• infuziSporg [e/em/eir]
    ·
    3 years ago

    to be more homogeneous.

    I have no idea where you're getting that from. It has nothing to do with "being homogenous", you're pulling that out of nowhere and shoving the words in my mouth. There are regions that have different factors that influence their production and markets, and that also have different class structures. It's plain old human geography. It is not such a complicated idea that, for instance, watersheds are more spontaneous/natural ways that people organize themselves, compared to latitudinal/longitudinal rectangles.

    Granted, we do see some state borders that are formed by rivers and mountains. Those are the more stable ones.

    You seem to be pretty confident that if the federal government (and armed forces) collapsed, that the factors that caused this would leave the state governments untouched. I guarantee you that many state governments (if not the majority of them) are way less stable than the federal government. And you seem to take it for granted that not only would the National Guard be in full operational order, but also ready and willing to engage in battle with and fire on their own citizens.

    Let me give you a hypothetical if you want to knock it out. Federal government dissolves or weakens, and then the eastern 2/3 of both Washington and Oregon secede from their respective states.
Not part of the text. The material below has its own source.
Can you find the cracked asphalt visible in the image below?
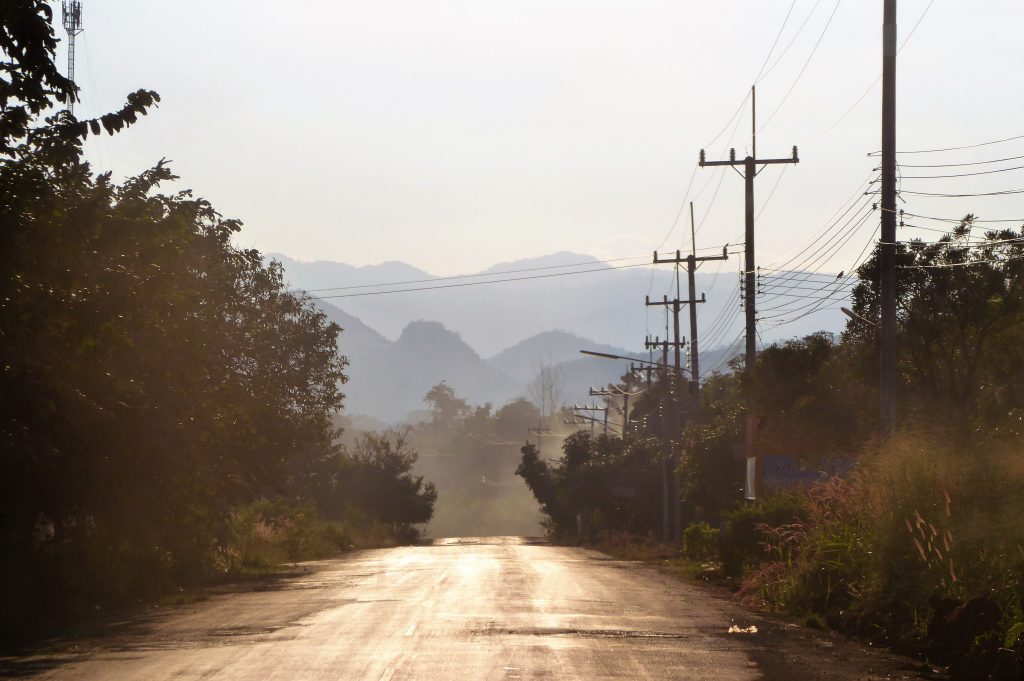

What happens next? Do the governments in Olympia and Portland engage in military campaigns to bring back the status quo ante of imaginary lines on a map?

      • infuziSporg [e/em/eir]
        ·
        3 years ago

        Okay, then explain exactly what you mean by the 11 nations argument.

        There are connections between places, largely resulting from terrain and biomes and climate, that matter much more than imaginary straight lines on a map. People naturally associate with others in their locality (<50 mile radius or so). For associations beyond that, geography matters much more than arbitrary straight lines. In the case of Africa which is not united by a single language, language is another thing that influences how close the association between neighboring countries is. If you were to forget the associations that American history primes you with, and then look at the physical map of the continent, you probably wouldn't divide it up the way it is now. You'd probably have the Appalachians separate from the east coast, and split each coast up into at least 2 parts at the climatic dividing line. You'd also see a continuity between the Rio Grande valley and northern Mexico. American Nations is one of the books that helped me develop a constructivist understanding of geography and anthropology instead of an essentialist one understanding.

        Why would the guard, who does not depend on the fed, suddenly collapse?

        Because the state governments are not independent of the federal government, and more importantly, the factors that would collapse the fed would also put very heavy strain on the states. You're assuming a situation that's like a person being killed by an explosion, but their brain and heart and lungs and stomach and liver and intestines all staying intact. What rips apart the whole is going to rip apart (at least some of) the components.

        I would almost guarantee that any state apparatus would be more than willing to kill and suppress protesters in the event of a federal collapse.

        Why would they do it to keep the imaginary line in place though? What matters is securing population centers and resource flows.

        [Oregon] would not hesitate to kill some traitorous rural farmer.

        The Great Basin is too dry for farming. Between the eastern edge of the Great Plains (concentrations of population in a north-south belt across SD, NE, IA, KS, MO, and OK) and the Western Rockies, you either have extremely unsustainable megafarms, or tiny individuals hanging on here and there, or nothing at all. The Malheur standoff was over grazing rights. I think you'd do well to read stuff about geography.